I donno but you don't don't plan on stocking any 'jumpers' a open tank would be nice with plants growing out of it, maybe get some Mangroves when you're out and about in the waters in FL and have a normal but nice fluorescent fixture hanging off your ceiling with fish bulbs in them (such as life glo). I can't offer you pictures of my open tank just this second, but will go digging for some tonight. Just a thought thou...


----------



## molliefan09 (Sep 21, 2009)

hmm.....open tank sounds nice.....i just always worry...i have a bird that like to fly around and heaven forbid he decides to go swimming:shock:


----------



## willow (Sep 9, 2006)

my cichlids are very good were the plants are concerned,
i have giant Vallis and they don't bother them at all.

what birdie have you got ?


----------



## molliefan09 (Sep 21, 2009)

a sucicidal cockateil


----------



## willow (Sep 9, 2006)

aww.......cute.........until they bite you. :-D


----------



## molliefan09 (Sep 21, 2009)

yeah....i have had him since april and he is 14 years old. He is a feather plucker and the previous owner wasnt able to treat him....he is not a hand friendly bird AT ALL!! however, he does enjoy whislting with you and will let you pet him while he whistles.....


----------



## willow (Sep 9, 2006)

aww,are his feathers growing back,or is he too into plucking now ?


----------



## molliefan09 (Sep 21, 2009)

well, he only does it under his wings so it is not visible unless he spreads his wings. and yes.....he still does it. he had an elizabethian collar on for about 8 weeks and it healed up nicely....but hes back to his old habits....


----------



## willow (Sep 9, 2006)

i hope he gets better. 
x


----------



## Angel079 (Feb 14, 2007)

As for the fish-bird combo, I don't see a prob there, just leave the net you have right now over top the tank (maybe cut SMALL wholes for stem plants in it if you chose to go that way (eg. Golden Pothos is easily found in the home store plant section and is beautiful for these open tanks).

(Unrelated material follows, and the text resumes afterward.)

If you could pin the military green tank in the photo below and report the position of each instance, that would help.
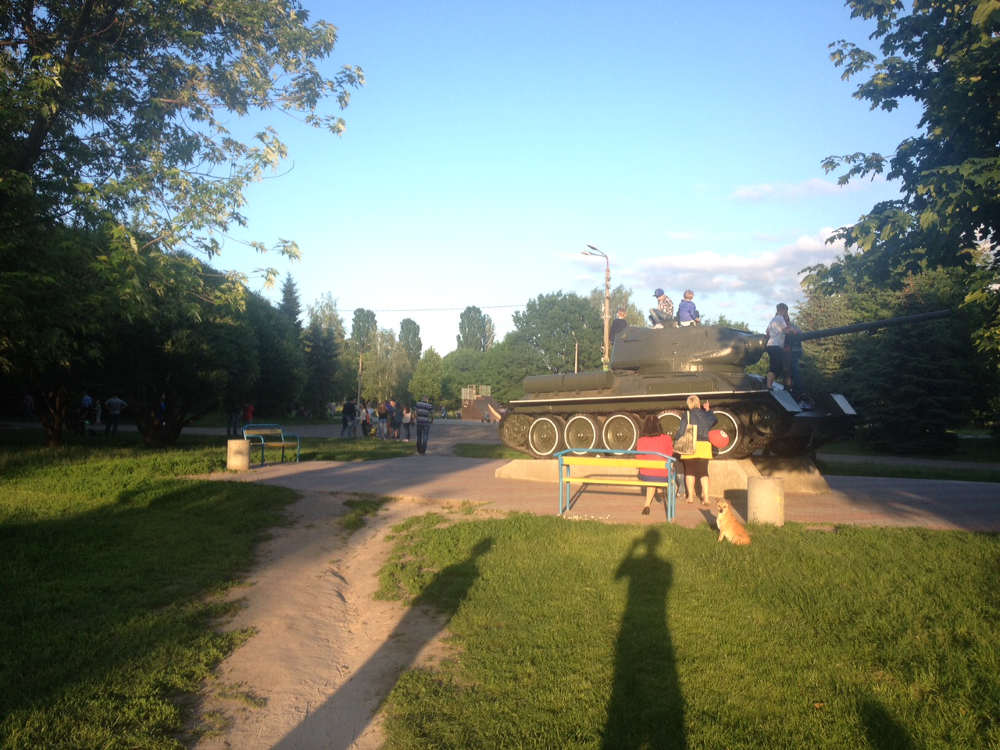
(653, 370)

For the birdy...One of ours once start this habit and we had some spray that you'd mist him with every day or so and that help for good with him. So I hope yours gets well soon too.


----------



## molliefan09 (Sep 21, 2009)

ive tried everything with that bird.......hes just a head case lol.....hes happy so i just let him be.


----------



## Angel079 (Feb 14, 2007)

You mean he needs someone with a nice soft couch to meet & talk to once a week?


----------



## molliefan09 (Sep 21, 2009)

lol


----------



## fish999 (Nov 11, 2009)

Molliefan09, if you get play sand it will be yellowish. Their is another type of sand that is light grey/whitish which you can also get at home depot or lowes... its mortar sand, it comes in 3 grades (fine, medium, and coarse). It's usually close to the mortar mix and etc. yes it's clean sand no concrete or additives, though you will need to wash it. i bought a 50lb bag for about $7...

by the way those tank pics are beautiful. I like the plant arrangements.


----------



## Byron (Mar 7, 2009)

Interesting, the "play sand" available at Home Depot in Canada is very dark gray. It resembles the sand of the Rio ***** in SA co-incidentally.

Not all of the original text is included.